QUIC hell



  • Hello,

    We are running pfSense at a SME office (~20 people, WAN is 100mbps symmetrical) for
    the last ~2 years with an unremarkable(*) history of issues but had a strange incident
    today and I'm wondering if anybody else has seen something like it.

    The issue:
    WAN throughput for all services drops, ping to the outside reports a loss rate >50%.
    The dashboard shows the WAN link >90% busy outbound.
    A WAN packet trace shows mostly outbound IPv6 traffic to <some-ipv6-ip>UDP port 443.
    IPv6 + UDP ? WTF !?

    We run dual-stack IPv4/IPv6 so the initial panic reaction (DoS attack ? Intrusion ?) was
    to disable IPv6 to kill that malitious thing.
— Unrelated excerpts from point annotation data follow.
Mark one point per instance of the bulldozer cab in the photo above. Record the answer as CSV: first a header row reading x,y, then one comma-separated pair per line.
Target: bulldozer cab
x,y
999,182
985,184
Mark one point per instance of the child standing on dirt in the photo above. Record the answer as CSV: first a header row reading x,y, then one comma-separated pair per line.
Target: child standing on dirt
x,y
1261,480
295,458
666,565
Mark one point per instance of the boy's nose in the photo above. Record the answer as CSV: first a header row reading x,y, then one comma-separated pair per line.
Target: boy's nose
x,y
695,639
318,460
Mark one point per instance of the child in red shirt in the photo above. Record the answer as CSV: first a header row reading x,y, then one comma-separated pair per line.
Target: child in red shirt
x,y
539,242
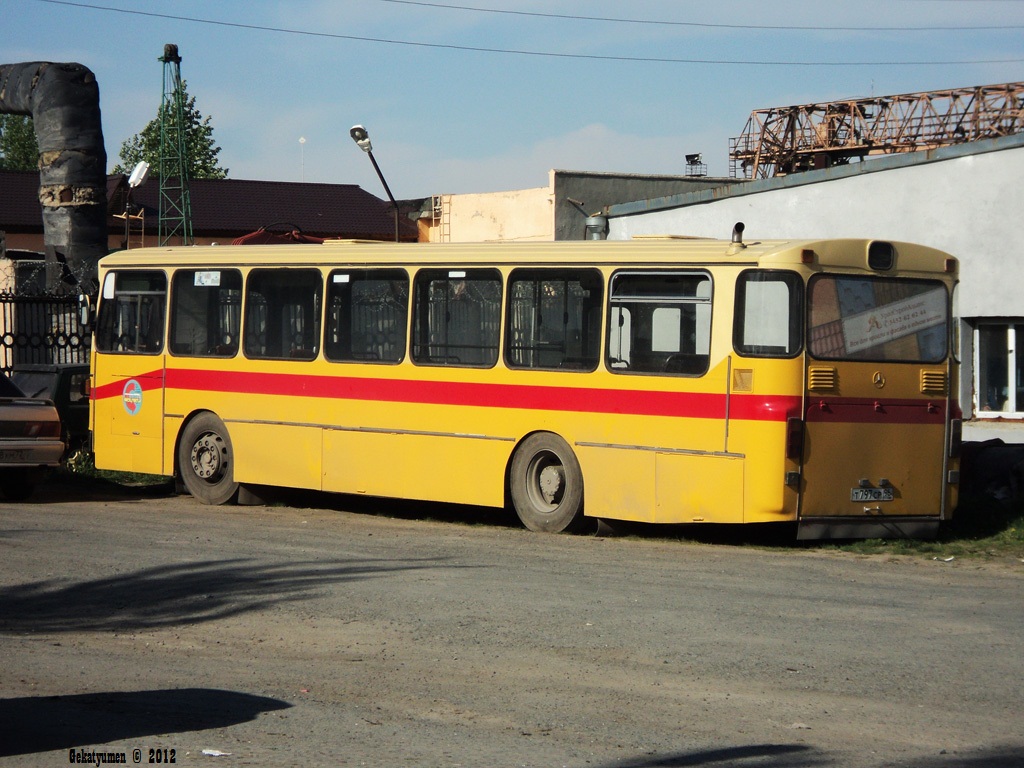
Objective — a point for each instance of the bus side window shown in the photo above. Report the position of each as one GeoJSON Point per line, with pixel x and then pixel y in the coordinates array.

A little later the issue returns on IPv4
    but we are ready for it and cut off the offending LAN host right away.
    After a little more "research" (asking "what the hell are you doing?!" to the hosts owner),
    this turns up to be just to a large upload to Google Drive.
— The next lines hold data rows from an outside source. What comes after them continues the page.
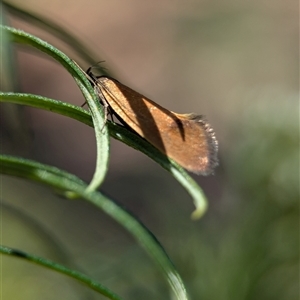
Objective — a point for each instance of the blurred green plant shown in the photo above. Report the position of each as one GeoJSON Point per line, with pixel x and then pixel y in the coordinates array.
{"type": "Point", "coordinates": [72, 187]}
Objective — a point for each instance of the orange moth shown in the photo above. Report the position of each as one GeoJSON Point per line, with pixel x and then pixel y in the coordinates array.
{"type": "Point", "coordinates": [186, 138]}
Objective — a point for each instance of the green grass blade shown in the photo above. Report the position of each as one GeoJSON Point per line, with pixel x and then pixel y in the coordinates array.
{"type": "Point", "coordinates": [64, 181]}
{"type": "Point", "coordinates": [101, 132]}
{"type": "Point", "coordinates": [58, 32]}
{"type": "Point", "coordinates": [120, 133]}
{"type": "Point", "coordinates": [61, 269]}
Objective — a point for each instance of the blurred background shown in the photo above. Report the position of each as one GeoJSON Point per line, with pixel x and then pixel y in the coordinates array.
{"type": "Point", "coordinates": [236, 62]}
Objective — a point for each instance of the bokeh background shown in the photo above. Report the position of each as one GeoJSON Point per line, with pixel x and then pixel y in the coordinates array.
{"type": "Point", "coordinates": [236, 62]}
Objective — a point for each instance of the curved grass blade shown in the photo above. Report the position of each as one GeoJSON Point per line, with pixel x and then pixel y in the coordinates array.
{"type": "Point", "coordinates": [58, 32]}
{"type": "Point", "coordinates": [120, 133]}
{"type": "Point", "coordinates": [101, 132]}
{"type": "Point", "coordinates": [64, 181]}
{"type": "Point", "coordinates": [61, 269]}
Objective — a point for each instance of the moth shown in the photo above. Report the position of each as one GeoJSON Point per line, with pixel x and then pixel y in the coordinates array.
{"type": "Point", "coordinates": [186, 138]}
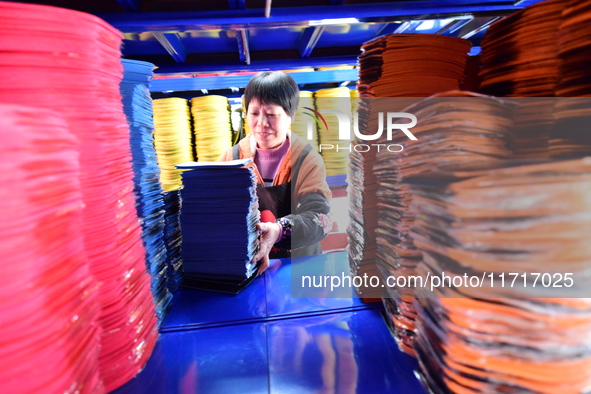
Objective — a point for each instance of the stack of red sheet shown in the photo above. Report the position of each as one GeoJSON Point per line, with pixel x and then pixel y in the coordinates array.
{"type": "Point", "coordinates": [453, 128]}
{"type": "Point", "coordinates": [70, 62]}
{"type": "Point", "coordinates": [518, 314]}
{"type": "Point", "coordinates": [48, 298]}
{"type": "Point", "coordinates": [571, 137]}
{"type": "Point", "coordinates": [520, 53]}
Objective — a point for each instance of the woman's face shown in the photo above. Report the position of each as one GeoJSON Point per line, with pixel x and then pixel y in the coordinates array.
{"type": "Point", "coordinates": [269, 123]}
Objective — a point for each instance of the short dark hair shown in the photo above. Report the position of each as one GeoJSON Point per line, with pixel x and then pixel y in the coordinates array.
{"type": "Point", "coordinates": [273, 87]}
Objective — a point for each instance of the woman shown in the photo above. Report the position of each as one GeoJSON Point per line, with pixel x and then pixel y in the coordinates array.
{"type": "Point", "coordinates": [291, 175]}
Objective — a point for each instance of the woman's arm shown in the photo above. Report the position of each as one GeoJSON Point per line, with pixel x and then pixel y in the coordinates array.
{"type": "Point", "coordinates": [311, 220]}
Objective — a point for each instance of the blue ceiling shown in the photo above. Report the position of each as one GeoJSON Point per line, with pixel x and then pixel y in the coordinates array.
{"type": "Point", "coordinates": [193, 37]}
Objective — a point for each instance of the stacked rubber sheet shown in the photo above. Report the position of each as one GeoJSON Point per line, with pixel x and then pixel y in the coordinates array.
{"type": "Point", "coordinates": [218, 221]}
{"type": "Point", "coordinates": [212, 126]}
{"type": "Point", "coordinates": [515, 314]}
{"type": "Point", "coordinates": [137, 106]}
{"type": "Point", "coordinates": [520, 52]}
{"type": "Point", "coordinates": [69, 62]}
{"type": "Point", "coordinates": [453, 129]}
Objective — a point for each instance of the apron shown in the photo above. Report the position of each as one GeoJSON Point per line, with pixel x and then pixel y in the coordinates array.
{"type": "Point", "coordinates": [277, 199]}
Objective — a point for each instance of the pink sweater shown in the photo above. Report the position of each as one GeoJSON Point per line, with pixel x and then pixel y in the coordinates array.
{"type": "Point", "coordinates": [268, 161]}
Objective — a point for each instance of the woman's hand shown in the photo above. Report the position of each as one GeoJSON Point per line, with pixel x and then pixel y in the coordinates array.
{"type": "Point", "coordinates": [269, 234]}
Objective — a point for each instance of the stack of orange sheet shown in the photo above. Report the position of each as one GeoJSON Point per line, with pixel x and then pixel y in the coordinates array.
{"type": "Point", "coordinates": [453, 129]}
{"type": "Point", "coordinates": [570, 137]}
{"type": "Point", "coordinates": [574, 43]}
{"type": "Point", "coordinates": [402, 66]}
{"type": "Point", "coordinates": [520, 53]}
{"type": "Point", "coordinates": [520, 322]}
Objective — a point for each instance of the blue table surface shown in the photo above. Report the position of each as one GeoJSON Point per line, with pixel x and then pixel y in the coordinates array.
{"type": "Point", "coordinates": [263, 340]}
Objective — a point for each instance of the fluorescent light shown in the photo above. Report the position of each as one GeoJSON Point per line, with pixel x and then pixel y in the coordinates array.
{"type": "Point", "coordinates": [426, 25]}
{"type": "Point", "coordinates": [335, 21]}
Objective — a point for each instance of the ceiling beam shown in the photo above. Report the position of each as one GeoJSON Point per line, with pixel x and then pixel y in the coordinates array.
{"type": "Point", "coordinates": [240, 81]}
{"type": "Point", "coordinates": [302, 16]}
{"type": "Point", "coordinates": [309, 40]}
{"type": "Point", "coordinates": [173, 45]}
{"type": "Point", "coordinates": [481, 27]}
{"type": "Point", "coordinates": [255, 66]}
{"type": "Point", "coordinates": [237, 4]}
{"type": "Point", "coordinates": [243, 51]}
{"type": "Point", "coordinates": [130, 5]}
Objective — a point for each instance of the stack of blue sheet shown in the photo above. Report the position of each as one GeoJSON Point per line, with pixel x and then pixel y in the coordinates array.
{"type": "Point", "coordinates": [218, 221]}
{"type": "Point", "coordinates": [137, 106]}
{"type": "Point", "coordinates": [173, 238]}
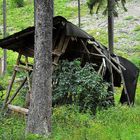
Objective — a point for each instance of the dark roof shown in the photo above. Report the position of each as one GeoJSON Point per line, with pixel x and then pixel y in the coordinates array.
{"type": "Point", "coordinates": [23, 41]}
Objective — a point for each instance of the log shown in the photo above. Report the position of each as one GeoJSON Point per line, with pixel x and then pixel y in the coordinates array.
{"type": "Point", "coordinates": [18, 109]}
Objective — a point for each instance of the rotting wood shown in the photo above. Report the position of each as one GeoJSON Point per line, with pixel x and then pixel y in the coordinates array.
{"type": "Point", "coordinates": [118, 63]}
{"type": "Point", "coordinates": [20, 67]}
{"type": "Point", "coordinates": [124, 85]}
{"type": "Point", "coordinates": [108, 60]}
{"type": "Point", "coordinates": [11, 83]}
{"type": "Point", "coordinates": [61, 48]}
{"type": "Point", "coordinates": [19, 88]}
{"type": "Point", "coordinates": [100, 68]}
{"type": "Point", "coordinates": [18, 109]}
{"type": "Point", "coordinates": [27, 73]}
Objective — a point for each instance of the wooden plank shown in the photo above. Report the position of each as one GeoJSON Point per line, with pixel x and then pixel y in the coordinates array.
{"type": "Point", "coordinates": [20, 67]}
{"type": "Point", "coordinates": [11, 83]}
{"type": "Point", "coordinates": [18, 109]}
{"type": "Point", "coordinates": [124, 85]}
{"type": "Point", "coordinates": [108, 60]}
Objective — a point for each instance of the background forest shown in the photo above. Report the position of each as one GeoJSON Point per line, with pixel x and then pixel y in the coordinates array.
{"type": "Point", "coordinates": [118, 122]}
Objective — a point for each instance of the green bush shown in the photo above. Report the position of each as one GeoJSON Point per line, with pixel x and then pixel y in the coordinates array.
{"type": "Point", "coordinates": [81, 86]}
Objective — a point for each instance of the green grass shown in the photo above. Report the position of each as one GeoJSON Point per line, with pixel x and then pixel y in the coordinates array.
{"type": "Point", "coordinates": [119, 122]}
{"type": "Point", "coordinates": [116, 123]}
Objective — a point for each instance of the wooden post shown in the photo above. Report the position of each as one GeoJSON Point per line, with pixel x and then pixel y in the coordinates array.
{"type": "Point", "coordinates": [11, 84]}
{"type": "Point", "coordinates": [79, 14]}
{"type": "Point", "coordinates": [124, 85]}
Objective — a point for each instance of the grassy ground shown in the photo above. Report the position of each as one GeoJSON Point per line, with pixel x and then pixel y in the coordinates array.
{"type": "Point", "coordinates": [116, 123]}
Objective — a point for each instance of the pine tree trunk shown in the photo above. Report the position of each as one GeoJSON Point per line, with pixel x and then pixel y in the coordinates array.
{"type": "Point", "coordinates": [111, 38]}
{"type": "Point", "coordinates": [39, 119]}
{"type": "Point", "coordinates": [4, 35]}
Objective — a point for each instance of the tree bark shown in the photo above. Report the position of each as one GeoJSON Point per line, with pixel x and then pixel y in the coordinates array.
{"type": "Point", "coordinates": [111, 39]}
{"type": "Point", "coordinates": [4, 35]}
{"type": "Point", "coordinates": [39, 119]}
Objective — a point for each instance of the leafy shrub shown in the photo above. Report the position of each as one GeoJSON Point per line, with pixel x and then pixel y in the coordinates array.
{"type": "Point", "coordinates": [17, 3]}
{"type": "Point", "coordinates": [81, 86]}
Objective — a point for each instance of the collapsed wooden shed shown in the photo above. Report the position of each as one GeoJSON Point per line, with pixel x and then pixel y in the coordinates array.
{"type": "Point", "coordinates": [70, 42]}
    Correlating with the traces, this is using QUIC (a UDP based protocol(**)) within th
    Chrome (on Mac) as client of Google Drive.
    When disabling QUIC in Chrome, the upload is actually fine: with TCP in control we
    don't see any negative effects on other services.

    Soooo, I'm wondering how to adjust our setup to this and if others have seen - and solved - such an issue before:

    • Running uploads to Google Drive in our context is certainly legitimate and using a common
        client like Chrome (with QUIC enabled by default) is not something we want to restrict.
    • However this legitimate client bringing down the WAN for all kind of other essential
        services is a serious issue.
    • So what is there to do ? Rate-limit all UDP traffic ?

    An internet search only shows a handful of other reports on this topic (e.g. ***), but I can't believe we are the only ones affected …

    Regards,
    Martin.

    (*) This a compliment!

    (**) See https://en.wikipedia.org/wiki/QUIC

    (***) http://kb.fortinet.com/kb/documentLink.do?externalID=FD36680</some-ipv6-ip>



  • I've noticed it before, I even went and blocked it outbound.  Blocking it is only going to affect something that uses it.  Chrome/Chromium anywhere (Windows, Linux, BSD) will generate it, I think even Android.  It is supposed to make things "faster" but both ends have to be expecting it, so right now destinations like Google (any of the apps, even GMail) are pretty much the only ones using it.  There is an extension for Chrome (Search for SPDY) that will indicate it's use.

    On my home network, there was no difference enabled/disabled, but I'm not even close to saturating the link.

    And yes it was quite bizarre seeing UDP destined to port 443.  I had the same WTF moment.
    It's fairly well defined so if you rate limit UDP with dest port == 443 you should only  be throttling the one thing.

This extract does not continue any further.